After the collapse of the Soviet Union, the Kolos plant was again renamed the Lviv Brewery, which in 1999 became part of the Baltic Beverages Holding company, since 2008 owned by the Carlsberg Group.

In 2015, the brand celebrated its 300th anniversary.

The brand "Lvivske" is a sponsor of many events and festivals, including the European Football Championship 2012, the Eurovision Song Contest 2017 and others.

In 2018, "Lvivske Dunkel" won the East European Beer Award as the best dark lager.

In 2016–2018, the brand's share in the Ukrainian market (in monetary terms) fluctuated around 9-10 %. At the end of 2020, the brand became the market leader for the first time, with a share of 14.6%.

From January 2021, "Lvivske" became the new National Sponsor of the Ukraine national football team.

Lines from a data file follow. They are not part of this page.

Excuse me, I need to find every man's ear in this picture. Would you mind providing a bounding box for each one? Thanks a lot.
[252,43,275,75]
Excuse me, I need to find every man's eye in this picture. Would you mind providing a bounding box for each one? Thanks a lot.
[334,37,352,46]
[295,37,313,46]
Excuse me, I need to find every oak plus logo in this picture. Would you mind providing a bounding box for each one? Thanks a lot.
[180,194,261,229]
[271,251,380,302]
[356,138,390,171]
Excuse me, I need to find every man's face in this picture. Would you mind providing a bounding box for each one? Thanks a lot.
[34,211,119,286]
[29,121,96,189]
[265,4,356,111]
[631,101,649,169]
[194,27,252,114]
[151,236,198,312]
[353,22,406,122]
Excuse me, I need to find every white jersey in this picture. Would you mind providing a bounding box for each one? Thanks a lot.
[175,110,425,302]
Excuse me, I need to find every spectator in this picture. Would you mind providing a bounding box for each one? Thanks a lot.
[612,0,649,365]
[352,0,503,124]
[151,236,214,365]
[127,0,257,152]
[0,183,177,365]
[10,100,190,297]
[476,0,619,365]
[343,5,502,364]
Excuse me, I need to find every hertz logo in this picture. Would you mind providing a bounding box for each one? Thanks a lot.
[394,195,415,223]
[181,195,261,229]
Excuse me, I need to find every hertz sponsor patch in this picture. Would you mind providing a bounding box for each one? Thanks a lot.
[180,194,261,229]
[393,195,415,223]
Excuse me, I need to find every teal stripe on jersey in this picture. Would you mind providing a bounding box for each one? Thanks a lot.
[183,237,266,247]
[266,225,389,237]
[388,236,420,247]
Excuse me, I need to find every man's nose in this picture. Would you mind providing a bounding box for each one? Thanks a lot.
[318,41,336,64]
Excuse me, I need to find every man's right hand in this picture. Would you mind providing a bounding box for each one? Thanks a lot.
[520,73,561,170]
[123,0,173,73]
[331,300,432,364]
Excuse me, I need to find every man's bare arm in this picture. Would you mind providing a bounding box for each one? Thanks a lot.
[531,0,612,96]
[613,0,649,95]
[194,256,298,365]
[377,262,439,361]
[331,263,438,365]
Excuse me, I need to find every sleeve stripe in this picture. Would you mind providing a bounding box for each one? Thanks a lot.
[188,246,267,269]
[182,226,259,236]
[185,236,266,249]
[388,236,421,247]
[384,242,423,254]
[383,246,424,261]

A cooperation agreement was signed with the Ukrainian Football Association for the next 4 years.

==Product lines ==
"Lvivske" is represented by the following varieties:
- "Lvivske 1715" — light beer brewed according to the classic recipe, 4.7% alcohol.
- "Lvivske Exportowe" — light beer with a fruity-spicy taste, 5.5% alcohol.
- "Lviske Lev Bile Pshenychne" - wheat beer, 4.8% alcohol.
- "Lvivske Bilyy Lev" — light beer, 4.7% alcohol.
- "Lvivske Veselyy Batiar" — unfiltered light beer, 3.8% alcohol.
- "Lvivske Dunkel" — dark beer with a pronounced caramel taste, 4.7% alcohol.
- "Lvivske Lev Bile Pshenichne" — light wheat beer, 5% alcohol.
- "Lvivske Lev Dark" — dark beer, with a light caramel taste, 4.7% alcohol.
- "Lvivske Myake" — light, pasteurized beer with a mild, soft taste and a floral and hop aroma, 4.2% alcohol.
- "Lvivske Porter" — dark beer with a wine flavour, 8% alcohol.
- "Lvivske Rizdviane" — dark beer with a caramel-spicy aroma and a hint of Christmas spices, 4.4% alcohol.
- "Lvivske Svitle" — light, light beer, 4.5% alcohol.

Previously, also produced the following varieties:
- "Lvivske Slodowe" — light malt beer, 4.4% alcohol.
- "Lvivske Velykodne" — a special light beer with a slight taste of honey, 4.4% alcohol.
- "Lvivske Zhyve" — light unpasteurized beer, 4.8% alcohol.
- "Lvivske Zolotyy Lev" (late 1990s-2001).
- "Lvivske Kneipp" — light beer with a limited shelf life of 90 days, 4.6% alcohol.
- "Lvivske Strong" — strong beer, 7% alcohol.
- "Lvivske Lehenda" (2006–2007) — semi-dark beer.
- "Lvivske Premium" — light beer with bitterness, 4.5% alcohol.